I’m using the “Similarity Search” node to match entries from a reference table to my sample table. I would like to return all matches with reference entries within a (distance) range. I’m aware of the “Use range filter” option, but this returns only as many matches as specified in “Neighbor Count”. A workaround would be to set the “Neighbor Count” to an extremely high value while using the range filter. But first of all, that doesn’t seem very efficient and second of all might the result still be incorrect, if there were more matches then specified in the “Neighbor Count”.

Does anyone have a idea how to solve this? Or am I just missing something in the node options?

Thanks in advance,
Johann

aworker · March 7, 2022, 12:24pm

Hi @wurz

I believe the solution you are providing in your question is the right one and the most appropriate. The only thing that is lacking to be fully operational is to set the “Neighbour Count” value with a variable. The value of the variable should be the number of rows in your 2nd input Table (the target one) which is the maximum upper bound that could be reached within your distance interval (in the worst of the cases I would say). I believe this is the way to go, and you were almost there. Please get back in touch if you need further guidance for this question and we will be happy to help.

Best
Ael

wurz · March 7, 2022, 1:14pm

Hey @aworker,
thank you very much for your suggestion.

wurz · March 7, 2022, 1:17pm

I have a quick, corresponding question:

Is it also possible to use the “Similarity Search” with a relative error metric?

aworker · March 7, 2022, 1:19pm

Could you please develop what you mean by “relative error metric” ? Depending on the field one works, this could have different meanings or interpretations.

Glad to help,
Ael

wurz · March 7, 2022, 1:22pm

You are right. I wanted to ask more generally, how to implement a individual error metric.

I want to calculate the ppm error of molecule masses in a database and measured masses.

Equation: ((theoretical_mass - measured_mass)/theoretical_mass) 1,000,000

aworker · March 7, 2022, 1:34pm

Ahh, this is a completely different question lol

The “theoretical_mass” “ExactMW” and “average mass” (AMW) (taking into account nature isotopic atom distribution) can be computed using the -RDKit Descriptor Calculation- node. You could compute your formula using the -Math- node from there.

Is this what you are looking for ?

Best

Ael

wurz · March 7, 2022, 1:47pm

Thanks for the hint, but I don’t think, that I could use this for my use case.

I’m doing untargeted analyses of natural organic matter. So I have a list of a few thousands peaks from my measurements and want to match them to a huge database with molecular formulas and their corresponding exact masses. I already implemented that whole function, but I just wondered, if I could apply the ppm error directly in the similarity search.

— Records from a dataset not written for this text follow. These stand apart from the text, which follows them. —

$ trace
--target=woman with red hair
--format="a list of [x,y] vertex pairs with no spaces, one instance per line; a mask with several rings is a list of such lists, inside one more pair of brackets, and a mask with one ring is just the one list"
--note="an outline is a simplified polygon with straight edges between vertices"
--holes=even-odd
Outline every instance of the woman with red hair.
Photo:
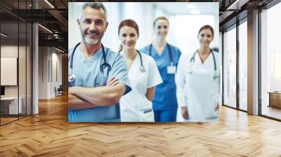
[[118,29],[121,43],[119,53],[125,58],[128,77],[132,90],[119,102],[121,121],[153,122],[152,100],[155,86],[162,80],[150,56],[136,49],[140,36],[138,26],[133,20],[121,22]]

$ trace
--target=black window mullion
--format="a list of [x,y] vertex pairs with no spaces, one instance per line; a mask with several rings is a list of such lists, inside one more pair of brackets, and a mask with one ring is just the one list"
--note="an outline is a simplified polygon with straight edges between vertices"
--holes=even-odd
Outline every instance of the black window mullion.
[[240,45],[239,45],[239,20],[236,22],[236,108],[240,110],[240,80],[239,80],[239,64]]

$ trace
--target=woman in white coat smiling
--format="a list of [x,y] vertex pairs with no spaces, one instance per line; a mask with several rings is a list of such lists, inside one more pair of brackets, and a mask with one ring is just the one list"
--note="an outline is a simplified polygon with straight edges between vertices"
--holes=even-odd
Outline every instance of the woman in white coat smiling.
[[122,122],[153,122],[152,100],[155,86],[162,83],[153,58],[135,48],[139,36],[138,27],[133,20],[125,20],[119,26],[118,35],[129,69],[132,90],[120,100]]
[[183,54],[176,75],[178,103],[177,121],[218,121],[220,65],[218,54],[209,46],[214,29],[209,25],[197,34],[200,48],[191,54]]

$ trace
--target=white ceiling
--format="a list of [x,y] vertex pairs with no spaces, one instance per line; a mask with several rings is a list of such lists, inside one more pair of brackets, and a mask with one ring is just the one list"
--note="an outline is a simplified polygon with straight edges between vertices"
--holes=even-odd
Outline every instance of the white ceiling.
[[154,2],[156,7],[172,15],[218,15],[218,2]]

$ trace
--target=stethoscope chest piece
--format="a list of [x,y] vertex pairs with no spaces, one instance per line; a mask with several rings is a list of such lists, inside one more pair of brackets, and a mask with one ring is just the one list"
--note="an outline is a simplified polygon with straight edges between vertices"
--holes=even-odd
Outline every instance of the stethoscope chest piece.
[[75,78],[76,78],[75,75],[71,74],[70,75],[68,76],[68,82],[73,82],[74,81]]
[[140,66],[140,72],[145,72],[145,71],[146,71],[145,67],[143,67],[143,66]]

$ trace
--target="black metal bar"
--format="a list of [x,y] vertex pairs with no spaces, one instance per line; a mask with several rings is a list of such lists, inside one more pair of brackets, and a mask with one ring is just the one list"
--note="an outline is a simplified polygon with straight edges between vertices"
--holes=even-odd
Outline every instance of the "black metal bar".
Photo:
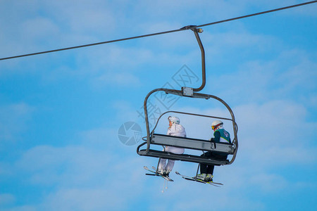
[[205,50],[204,49],[203,44],[201,43],[201,40],[200,39],[199,34],[198,34],[199,29],[194,28],[192,29],[192,30],[195,34],[196,39],[198,41],[198,44],[199,45],[200,51],[201,52],[201,72],[202,72],[202,82],[201,86],[197,89],[193,89],[194,91],[201,91],[206,85],[206,63],[205,63]]

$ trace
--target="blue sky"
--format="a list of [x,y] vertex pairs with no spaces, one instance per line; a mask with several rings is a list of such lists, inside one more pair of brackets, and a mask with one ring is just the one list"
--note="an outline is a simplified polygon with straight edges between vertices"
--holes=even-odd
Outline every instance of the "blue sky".
[[[304,1],[0,1],[0,58],[201,25]],[[1,210],[315,210],[317,4],[204,27],[206,84],[232,108],[235,162],[218,188],[145,176],[157,160],[118,132],[143,101],[188,68],[201,83],[191,31],[0,61]],[[188,85],[188,84],[187,84]],[[151,99],[159,111],[164,106]],[[228,116],[216,102],[171,110]],[[180,116],[192,137],[211,120]],[[162,120],[158,132],[165,133]],[[230,132],[229,124],[225,125]],[[197,165],[176,162],[187,175]]]

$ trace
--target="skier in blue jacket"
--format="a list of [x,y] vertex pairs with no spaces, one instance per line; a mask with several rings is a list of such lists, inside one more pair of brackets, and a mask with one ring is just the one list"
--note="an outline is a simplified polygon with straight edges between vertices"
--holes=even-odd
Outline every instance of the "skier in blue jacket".
[[[213,136],[211,138],[215,143],[231,143],[230,134],[223,128],[223,122],[220,120],[213,121],[211,124],[211,129],[213,130]],[[201,155],[204,158],[212,158],[219,160],[226,160],[228,155],[219,152],[207,152]],[[213,169],[213,165],[200,164],[200,174],[197,175],[197,179],[205,181],[212,181]]]

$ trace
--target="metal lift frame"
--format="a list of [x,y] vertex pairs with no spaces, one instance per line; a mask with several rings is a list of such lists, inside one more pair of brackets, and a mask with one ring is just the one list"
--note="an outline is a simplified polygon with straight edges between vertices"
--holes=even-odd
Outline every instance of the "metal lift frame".
[[[149,156],[159,158],[166,158],[166,159],[172,159],[175,160],[182,160],[186,162],[197,162],[197,163],[205,163],[209,165],[230,165],[233,162],[235,159],[237,148],[238,148],[238,141],[237,141],[237,125],[235,122],[235,115],[233,114],[232,110],[230,107],[221,98],[210,94],[204,94],[201,93],[197,93],[196,91],[199,91],[202,90],[206,84],[206,67],[205,67],[205,53],[204,50],[203,45],[201,44],[201,41],[198,33],[202,32],[201,29],[197,29],[195,26],[187,26],[185,27],[186,29],[192,30],[196,37],[196,39],[199,45],[201,52],[201,69],[202,69],[202,84],[200,87],[197,89],[193,89],[190,87],[182,87],[181,90],[175,90],[175,89],[170,89],[165,88],[159,88],[150,91],[147,96],[145,97],[144,101],[144,115],[145,115],[145,122],[147,127],[147,136],[144,137],[146,139],[142,139],[144,142],[141,143],[137,148],[137,153],[139,155],[144,156]],[[149,129],[149,116],[147,112],[147,100],[149,96],[157,91],[165,91],[166,94],[173,94],[178,95],[180,96],[189,97],[193,98],[205,98],[210,99],[213,98],[216,99],[220,103],[222,103],[229,110],[231,119],[229,118],[223,118],[220,117],[213,117],[213,116],[207,116],[203,115],[193,114],[189,113],[183,113],[183,112],[178,112],[178,111],[168,111],[163,113],[157,120],[157,122],[154,127],[154,129],[152,132],[150,132]],[[233,133],[234,133],[234,139],[232,141],[232,144],[223,143],[213,143],[211,141],[205,141],[205,140],[199,140],[194,139],[188,139],[188,138],[182,138],[182,137],[177,137],[177,136],[165,136],[161,134],[154,134],[154,129],[157,126],[159,119],[166,113],[173,112],[177,113],[182,113],[185,115],[195,115],[195,116],[201,116],[201,117],[206,117],[211,118],[217,118],[221,120],[230,120],[232,123],[233,127]],[[170,142],[168,143],[168,142]],[[140,150],[140,148],[147,144],[146,150]],[[218,160],[213,158],[204,158],[201,156],[193,155],[187,155],[187,154],[174,154],[171,153],[168,153],[165,151],[154,151],[150,149],[151,144],[154,145],[161,145],[163,146],[173,146],[176,147],[181,147],[185,148],[191,148],[195,150],[201,150],[201,151],[220,151],[225,153],[228,153],[228,155],[232,155],[232,158],[229,161],[226,160]],[[210,148],[209,148],[210,147]],[[218,148],[218,149],[217,149]],[[223,150],[221,150],[223,148]]]

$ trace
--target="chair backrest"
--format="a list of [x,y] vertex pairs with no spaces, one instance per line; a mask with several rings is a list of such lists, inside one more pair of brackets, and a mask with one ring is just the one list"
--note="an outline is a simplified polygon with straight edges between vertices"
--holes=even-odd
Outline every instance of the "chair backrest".
[[235,150],[233,145],[229,143],[213,143],[206,140],[158,134],[152,134],[151,136],[151,144],[170,146],[204,151],[221,152],[228,155],[233,154]]

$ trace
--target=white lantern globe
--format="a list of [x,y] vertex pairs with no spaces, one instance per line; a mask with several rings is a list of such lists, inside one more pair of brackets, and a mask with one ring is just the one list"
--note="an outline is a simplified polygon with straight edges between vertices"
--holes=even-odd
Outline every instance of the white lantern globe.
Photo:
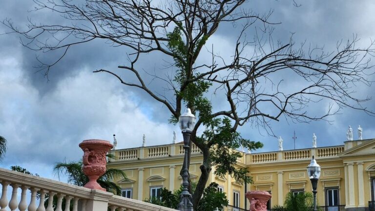
[[320,177],[320,166],[316,163],[314,156],[312,156],[310,164],[307,166],[307,175],[310,179],[319,179]]
[[183,132],[191,132],[195,126],[196,119],[194,114],[191,113],[190,108],[186,108],[185,113],[178,118],[180,129]]

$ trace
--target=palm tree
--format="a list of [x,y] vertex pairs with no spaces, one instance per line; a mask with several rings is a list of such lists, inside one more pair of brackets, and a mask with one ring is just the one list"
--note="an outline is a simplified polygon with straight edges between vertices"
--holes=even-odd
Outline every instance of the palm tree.
[[[111,154],[107,157],[112,158]],[[67,163],[66,161],[59,162],[55,165],[53,171],[60,177],[61,175],[68,177],[68,183],[79,186],[83,186],[88,182],[88,177],[82,171],[83,166],[82,160],[72,161]],[[125,173],[121,170],[116,169],[107,169],[105,173],[98,179],[98,183],[107,190],[116,195],[121,195],[121,188],[113,182],[115,178],[125,179],[126,178]]]
[[0,161],[2,160],[6,152],[6,139],[0,136]]
[[287,194],[284,207],[287,211],[311,211],[313,197],[311,192],[298,194],[289,192]]

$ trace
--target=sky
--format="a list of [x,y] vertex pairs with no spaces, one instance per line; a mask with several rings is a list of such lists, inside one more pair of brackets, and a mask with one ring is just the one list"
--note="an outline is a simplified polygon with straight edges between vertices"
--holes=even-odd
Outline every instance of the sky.
[[[275,40],[288,42],[293,33],[296,43],[306,41],[329,51],[338,41],[346,41],[353,35],[357,35],[358,45],[364,47],[375,39],[375,2],[372,0],[297,2],[301,6],[296,7],[292,1],[287,0],[248,0],[242,6],[261,13],[273,10],[271,20],[281,22],[273,26]],[[20,28],[25,27],[28,19],[36,22],[66,21],[56,13],[33,12],[34,6],[31,0],[2,0],[0,20],[11,19]],[[220,26],[206,45],[214,44],[217,53],[226,56],[238,35],[232,27]],[[0,34],[9,31],[0,24]],[[140,147],[144,134],[147,146],[171,143],[173,131],[179,134],[178,127],[168,124],[170,114],[165,106],[140,90],[122,85],[109,74],[92,72],[102,68],[116,70],[118,65],[126,63],[126,48],[112,47],[103,41],[76,46],[51,70],[47,79],[37,71],[36,58],[50,61],[56,54],[28,49],[15,34],[0,35],[0,135],[8,141],[1,168],[19,165],[41,176],[58,179],[53,165],[79,160],[83,152],[78,144],[83,140],[112,141],[115,134],[117,148],[124,148]],[[142,59],[140,67],[145,71],[170,71],[163,69],[160,55]],[[145,72],[142,74],[149,79]],[[147,83],[151,88],[163,91],[160,82]],[[374,97],[374,86],[360,85],[353,91],[359,96]],[[225,103],[212,95],[208,97],[218,107]],[[366,106],[375,110],[375,100]],[[312,104],[308,109],[318,112],[326,107]],[[347,108],[341,113],[330,117],[331,123],[296,124],[283,119],[271,126],[275,136],[284,139],[284,150],[294,148],[294,131],[296,148],[310,148],[313,133],[317,137],[318,147],[343,145],[349,125],[354,128],[354,139],[359,125],[364,139],[375,138],[375,117]],[[277,150],[277,138],[253,126],[249,123],[239,129],[243,137],[264,144],[263,148],[252,152]],[[182,140],[182,136],[178,135],[177,141]]]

aworker · March 7, 2022, 3:22pm

Hi @wurz

Maybe this is the solution you are looking for to implement your own distance metric as defined previously:

20220307 Pikairos Similarity Search Return all matches within a range.knwf (33.6 KB)

Hope it helps

Best

Ael

wurz · March 8, 2022, 7:11am

Hey @aworker,

I took a deeper look into the distance nodes and finally understood, how to use the “Java Distance” node correctly. I already implemented my personal distance metrics (ppm error as described above)!

The similarity search itself needs more time now, but overall the workflow needs nearly the same amount of time (because the joins afterwards are getting cheaper).

Thank you very much for your comprehensive help! It really led me to the wanted solution.

Best,
Johann

system · March 15, 2022, 7:11am

This topic was automatically closed 7 days after the last reply. New replies are no longer allowed.